In addition, it is stated that, for example a gamma distribution as TTD will result in considerable aggregation error (fig.3). I would argue that such a generalizing statement is not necessarily justified, as the choice of the gamma distribution parameters very much depends on the performance metric and “calibration” strategy used. Fitting a distribution to another one is always a difficult task and many factors will considerable influence the results: how many points are used for fitting (e.g. only the points at the actual time steps used in the model or also some sub-steps?)? How long a tail is considered for fitting (i.e. the longer the tail, the more the performance metric will tend to get the tails right at the cost of a worse representation of the early phases)? Another aspect that is not fully clear, is if we should rather fit the PDFs or the CDFs of the distributions (depends on the type of sample we use)? All these aspects will strongly influence, which TTD is chosen as meaningful.

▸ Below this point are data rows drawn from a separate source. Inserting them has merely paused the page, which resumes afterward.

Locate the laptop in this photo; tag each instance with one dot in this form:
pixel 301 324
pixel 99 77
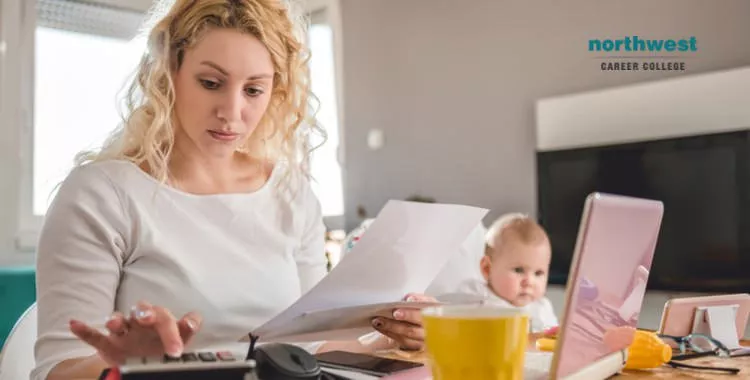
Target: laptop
pixel 606 285
pixel 603 298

For example, experimenting a bit with a gamma distribution over 500 time steps, with the squared errors computed from these 500 time steps, I found that a gamma distribution with alpha=0.4 and beta=250 (i.e. MTT=100) gives a sum of squared errors (compared to the compound exponential with MTTs of 3 and 197, as in the manuscript) much lower than for the gamma distribution used in the manuscript (alpha~0.3, beta~150, MTT~45), while exhibiting essentially *NO* aggregation error (MTTs are almost equal at 100). And, as also pointed out by the reviewers, there are many more different parameter combinations that fit better than the combination given in the manuscript, while exhibiting partly considerably lower aggregation bias.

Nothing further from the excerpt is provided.